AfD und Union schreien „Klima-Terror“ – und der Staat schlägt zu, statt das Gespräch zu suchen: ein Armutszeugnis für den angeblichen „Klimakanzler“.

Die Vereinten Nationen haben die harten Maßnahmen gegen Klimaaktivisten in Deutschland kritisiert Foto: Christoph Soeder/dpa

D ie ganze Republik diskutiert darüber, wie die Aktionen der Klimaschutzgruppe Letzte Generation juristisch einzustufen sind, und was macht die Justizministerkonferenz (Jumiko)? „Das war auf der Jumiko kein Thema“, behauptete Berlins neue Justizsenatorin Felor Badenberg (parteilos, für die CDU) am Freitag bei der Abschlusspressekonferenz in Berlin. Das Land führt derzeit den Vorsitz bei der Konferenz, die vom 25. bis zum 26. Mai stattgefunden hat.

Ungläubiges Nachfragen der Journalistinnen und Journalisten. Nein, auch unter dem Tagesordnungspunkt Verschiedenes nicht, versicherte Hamburgs Justizsenatorin Anna Gallina (Grüne), die zusammen mit Badenberg und dem bayrischen Justizminister Georg Eisenreich (CSU) die Pressekonferenz bestritt. Und zu einem Thema, das nicht Thema auf der Jumiko war, „werden wir nicht Stellung beziehen“, so Badenberg.

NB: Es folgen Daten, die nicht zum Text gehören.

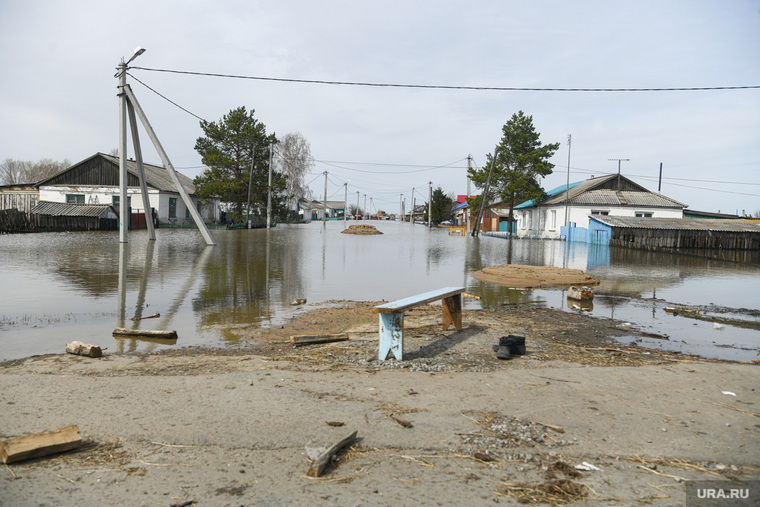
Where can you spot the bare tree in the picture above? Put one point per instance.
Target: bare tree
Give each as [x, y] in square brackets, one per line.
[295, 160]
[14, 172]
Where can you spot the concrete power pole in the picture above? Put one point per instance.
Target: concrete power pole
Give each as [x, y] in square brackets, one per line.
[411, 210]
[324, 203]
[467, 208]
[618, 161]
[269, 188]
[430, 204]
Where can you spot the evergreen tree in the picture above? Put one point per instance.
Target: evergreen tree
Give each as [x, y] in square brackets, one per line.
[520, 161]
[229, 149]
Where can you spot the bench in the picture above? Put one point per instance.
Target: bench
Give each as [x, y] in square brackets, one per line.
[392, 317]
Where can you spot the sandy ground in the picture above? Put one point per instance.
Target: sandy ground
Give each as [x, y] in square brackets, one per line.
[449, 425]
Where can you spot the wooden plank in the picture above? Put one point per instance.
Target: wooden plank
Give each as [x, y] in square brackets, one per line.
[427, 297]
[84, 349]
[318, 465]
[307, 339]
[40, 444]
[452, 312]
[157, 334]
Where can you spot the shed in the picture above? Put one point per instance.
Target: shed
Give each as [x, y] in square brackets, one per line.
[675, 233]
[56, 217]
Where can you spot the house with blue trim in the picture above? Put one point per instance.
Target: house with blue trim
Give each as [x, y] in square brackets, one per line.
[571, 206]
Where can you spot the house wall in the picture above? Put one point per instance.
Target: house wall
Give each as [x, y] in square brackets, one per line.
[548, 221]
[157, 200]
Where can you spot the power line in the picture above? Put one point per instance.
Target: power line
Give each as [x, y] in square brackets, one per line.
[445, 87]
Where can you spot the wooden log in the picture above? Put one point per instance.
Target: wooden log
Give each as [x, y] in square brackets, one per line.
[156, 334]
[40, 444]
[84, 349]
[307, 339]
[318, 465]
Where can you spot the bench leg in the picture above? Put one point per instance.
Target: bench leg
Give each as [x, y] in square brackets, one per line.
[391, 337]
[452, 312]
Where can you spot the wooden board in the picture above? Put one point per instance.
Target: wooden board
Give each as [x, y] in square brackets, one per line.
[156, 334]
[318, 465]
[307, 339]
[84, 349]
[427, 297]
[40, 444]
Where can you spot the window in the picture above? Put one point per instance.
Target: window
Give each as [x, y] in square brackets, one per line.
[172, 207]
[116, 199]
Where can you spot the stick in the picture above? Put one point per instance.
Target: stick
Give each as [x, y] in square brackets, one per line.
[319, 464]
[306, 339]
[40, 444]
[84, 349]
[166, 335]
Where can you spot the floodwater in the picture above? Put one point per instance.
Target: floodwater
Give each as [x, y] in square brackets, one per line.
[60, 287]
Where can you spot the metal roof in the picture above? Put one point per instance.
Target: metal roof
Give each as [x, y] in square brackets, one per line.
[622, 198]
[684, 224]
[588, 193]
[156, 176]
[62, 209]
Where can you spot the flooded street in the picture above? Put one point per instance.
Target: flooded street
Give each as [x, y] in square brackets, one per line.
[60, 287]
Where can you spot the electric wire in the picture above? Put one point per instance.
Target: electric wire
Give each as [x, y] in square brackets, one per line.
[444, 87]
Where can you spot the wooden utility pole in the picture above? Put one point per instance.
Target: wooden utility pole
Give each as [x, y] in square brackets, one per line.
[484, 197]
[250, 184]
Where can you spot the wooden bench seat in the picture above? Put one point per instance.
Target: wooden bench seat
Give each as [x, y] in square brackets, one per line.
[392, 317]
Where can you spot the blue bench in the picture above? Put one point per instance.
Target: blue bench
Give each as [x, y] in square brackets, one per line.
[392, 317]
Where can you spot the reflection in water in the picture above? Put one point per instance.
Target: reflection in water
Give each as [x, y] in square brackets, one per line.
[59, 284]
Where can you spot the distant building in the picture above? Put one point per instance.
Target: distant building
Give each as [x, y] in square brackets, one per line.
[613, 195]
[318, 210]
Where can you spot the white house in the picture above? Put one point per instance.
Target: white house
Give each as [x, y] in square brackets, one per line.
[572, 205]
[96, 181]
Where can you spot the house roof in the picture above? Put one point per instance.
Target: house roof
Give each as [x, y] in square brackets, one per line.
[319, 204]
[103, 170]
[693, 224]
[62, 209]
[605, 191]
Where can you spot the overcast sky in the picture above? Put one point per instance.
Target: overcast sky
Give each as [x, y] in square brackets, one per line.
[58, 91]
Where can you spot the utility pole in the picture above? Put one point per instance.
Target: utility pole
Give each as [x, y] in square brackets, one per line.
[250, 184]
[430, 204]
[659, 185]
[269, 188]
[467, 208]
[479, 218]
[567, 188]
[324, 203]
[619, 160]
[411, 210]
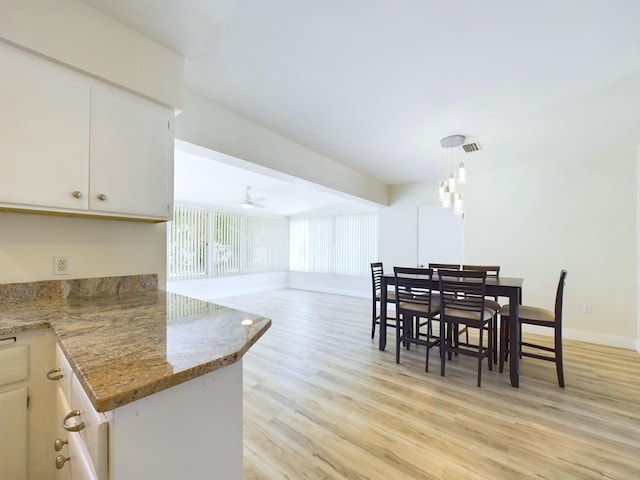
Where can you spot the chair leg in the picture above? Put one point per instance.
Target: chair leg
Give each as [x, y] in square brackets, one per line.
[558, 354]
[504, 342]
[399, 326]
[495, 338]
[443, 346]
[374, 317]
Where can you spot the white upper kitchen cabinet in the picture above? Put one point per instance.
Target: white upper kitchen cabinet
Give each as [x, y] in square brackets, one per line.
[131, 155]
[72, 144]
[44, 133]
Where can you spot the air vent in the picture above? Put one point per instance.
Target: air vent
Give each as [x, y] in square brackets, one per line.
[471, 147]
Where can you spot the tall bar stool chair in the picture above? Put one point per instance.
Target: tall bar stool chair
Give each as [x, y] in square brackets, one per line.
[493, 271]
[462, 304]
[541, 317]
[377, 271]
[415, 308]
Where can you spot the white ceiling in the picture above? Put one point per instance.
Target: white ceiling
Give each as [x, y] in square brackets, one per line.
[375, 84]
[205, 178]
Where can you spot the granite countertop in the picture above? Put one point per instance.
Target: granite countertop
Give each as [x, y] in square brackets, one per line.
[128, 345]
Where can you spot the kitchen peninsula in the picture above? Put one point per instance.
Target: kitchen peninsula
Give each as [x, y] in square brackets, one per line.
[166, 369]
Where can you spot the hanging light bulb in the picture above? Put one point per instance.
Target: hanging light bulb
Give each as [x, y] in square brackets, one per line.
[462, 173]
[441, 186]
[446, 200]
[458, 207]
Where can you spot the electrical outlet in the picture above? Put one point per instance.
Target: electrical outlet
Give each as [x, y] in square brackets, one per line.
[61, 265]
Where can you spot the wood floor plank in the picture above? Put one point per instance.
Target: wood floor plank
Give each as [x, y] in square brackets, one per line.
[322, 402]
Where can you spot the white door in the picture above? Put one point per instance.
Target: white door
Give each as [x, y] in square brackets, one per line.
[440, 236]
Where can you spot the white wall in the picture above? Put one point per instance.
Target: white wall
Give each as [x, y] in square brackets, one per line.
[77, 35]
[96, 247]
[534, 219]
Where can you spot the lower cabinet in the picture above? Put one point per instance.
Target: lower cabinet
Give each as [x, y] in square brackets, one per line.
[50, 430]
[199, 422]
[79, 442]
[24, 405]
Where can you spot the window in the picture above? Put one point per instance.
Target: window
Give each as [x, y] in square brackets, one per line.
[209, 243]
[335, 245]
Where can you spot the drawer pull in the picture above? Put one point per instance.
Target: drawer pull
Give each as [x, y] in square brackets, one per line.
[72, 428]
[60, 461]
[55, 374]
[59, 443]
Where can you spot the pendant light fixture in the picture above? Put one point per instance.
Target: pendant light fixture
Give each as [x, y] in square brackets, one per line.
[448, 189]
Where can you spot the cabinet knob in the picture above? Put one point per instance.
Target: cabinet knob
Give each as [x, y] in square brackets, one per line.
[60, 461]
[59, 443]
[72, 428]
[55, 374]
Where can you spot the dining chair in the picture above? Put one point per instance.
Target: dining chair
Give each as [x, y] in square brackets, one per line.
[493, 271]
[463, 304]
[377, 271]
[414, 302]
[543, 318]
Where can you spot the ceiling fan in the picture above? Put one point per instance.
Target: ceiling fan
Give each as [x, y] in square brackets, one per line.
[250, 202]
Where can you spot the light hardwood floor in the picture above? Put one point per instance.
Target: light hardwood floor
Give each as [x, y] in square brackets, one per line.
[322, 402]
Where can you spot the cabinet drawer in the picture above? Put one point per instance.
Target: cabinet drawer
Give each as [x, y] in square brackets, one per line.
[79, 464]
[96, 428]
[62, 372]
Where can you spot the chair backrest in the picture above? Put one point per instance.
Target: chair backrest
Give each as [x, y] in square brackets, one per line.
[445, 266]
[559, 296]
[492, 270]
[413, 289]
[464, 292]
[376, 276]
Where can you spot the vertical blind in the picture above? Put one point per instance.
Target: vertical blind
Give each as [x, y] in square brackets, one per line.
[209, 243]
[335, 245]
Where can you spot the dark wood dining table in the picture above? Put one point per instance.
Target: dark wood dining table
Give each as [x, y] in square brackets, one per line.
[508, 287]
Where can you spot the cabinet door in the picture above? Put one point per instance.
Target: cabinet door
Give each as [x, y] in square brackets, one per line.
[44, 133]
[13, 433]
[131, 155]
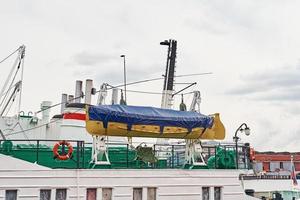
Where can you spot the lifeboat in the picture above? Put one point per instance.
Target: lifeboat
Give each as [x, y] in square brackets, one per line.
[138, 121]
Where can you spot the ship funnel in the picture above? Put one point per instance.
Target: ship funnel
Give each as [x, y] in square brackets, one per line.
[64, 100]
[45, 107]
[114, 98]
[78, 91]
[88, 91]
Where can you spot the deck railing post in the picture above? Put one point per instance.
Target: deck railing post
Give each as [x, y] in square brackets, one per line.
[127, 161]
[37, 151]
[77, 152]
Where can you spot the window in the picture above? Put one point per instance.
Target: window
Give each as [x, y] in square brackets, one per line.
[45, 194]
[217, 193]
[61, 194]
[137, 193]
[11, 195]
[205, 193]
[151, 193]
[91, 194]
[106, 193]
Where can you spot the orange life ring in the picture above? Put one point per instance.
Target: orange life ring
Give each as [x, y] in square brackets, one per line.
[62, 157]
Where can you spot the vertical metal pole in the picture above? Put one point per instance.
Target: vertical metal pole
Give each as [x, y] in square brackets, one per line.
[236, 153]
[82, 153]
[215, 157]
[124, 63]
[77, 152]
[172, 156]
[155, 165]
[127, 161]
[37, 151]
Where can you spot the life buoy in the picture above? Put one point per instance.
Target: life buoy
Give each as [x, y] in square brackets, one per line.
[65, 156]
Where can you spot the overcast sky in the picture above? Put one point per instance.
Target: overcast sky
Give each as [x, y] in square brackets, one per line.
[252, 48]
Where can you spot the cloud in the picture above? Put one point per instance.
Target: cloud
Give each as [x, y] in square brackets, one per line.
[279, 84]
[91, 59]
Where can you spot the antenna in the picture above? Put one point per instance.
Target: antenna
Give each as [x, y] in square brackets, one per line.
[124, 63]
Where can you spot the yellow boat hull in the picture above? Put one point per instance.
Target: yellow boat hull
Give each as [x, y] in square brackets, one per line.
[96, 128]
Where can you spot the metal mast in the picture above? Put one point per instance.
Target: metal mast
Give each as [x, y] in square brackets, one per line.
[168, 88]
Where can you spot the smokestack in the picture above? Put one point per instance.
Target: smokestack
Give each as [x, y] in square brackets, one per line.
[78, 91]
[64, 99]
[71, 99]
[114, 98]
[88, 91]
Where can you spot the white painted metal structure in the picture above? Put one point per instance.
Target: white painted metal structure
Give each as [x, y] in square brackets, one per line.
[174, 184]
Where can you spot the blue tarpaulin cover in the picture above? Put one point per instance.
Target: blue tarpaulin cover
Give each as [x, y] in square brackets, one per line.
[139, 115]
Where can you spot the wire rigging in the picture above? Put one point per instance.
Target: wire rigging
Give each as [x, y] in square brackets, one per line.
[4, 59]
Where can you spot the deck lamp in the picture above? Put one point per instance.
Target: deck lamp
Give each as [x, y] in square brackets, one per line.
[242, 128]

Kein Thema? Das glaube, wer will. Am Mittwoch hatte die bayerische Generalstaatsanwaltschaft 15 Wohnungen von Klima-Aktivist*innen der Letzten Generation in insgesamt sieben Bundesländern durchsucht, 1,4 Millionen Euro Spendengelder beschlagnahmt sowie die Website der Gruppe gesperrt. Der Vorwurf: Verdacht der Bildung einer kriminellen Vereinigung.

Von den ARD-Tagesthemen dazu am Mittwochabend befragt, war Berlins Justizsenatorin nicht so zurückhaltend gewesen. Nach viel Gestammel, teils abgelesenen und widersprüchlichen Aussagen klang Badenberg am Ende fast so, als lege sie den Klima-Aktivist*innen nahe, halt in den Untergrund zu gehen, wenn ihnen das mit den Razzien nicht passt. Badenberg wörtlich: „Ob jetzt die Letzte Generation in den Untergrund zu gehen hat oder Sonstiges, das ist eine Entscheidung, die die Letzte Generation für sich treffen muss.“

Als Türöffner für die harten Maßnahmen diente der auch für politische Repression berüchtigte Paragraf 129 der kriminellen Vereinigung.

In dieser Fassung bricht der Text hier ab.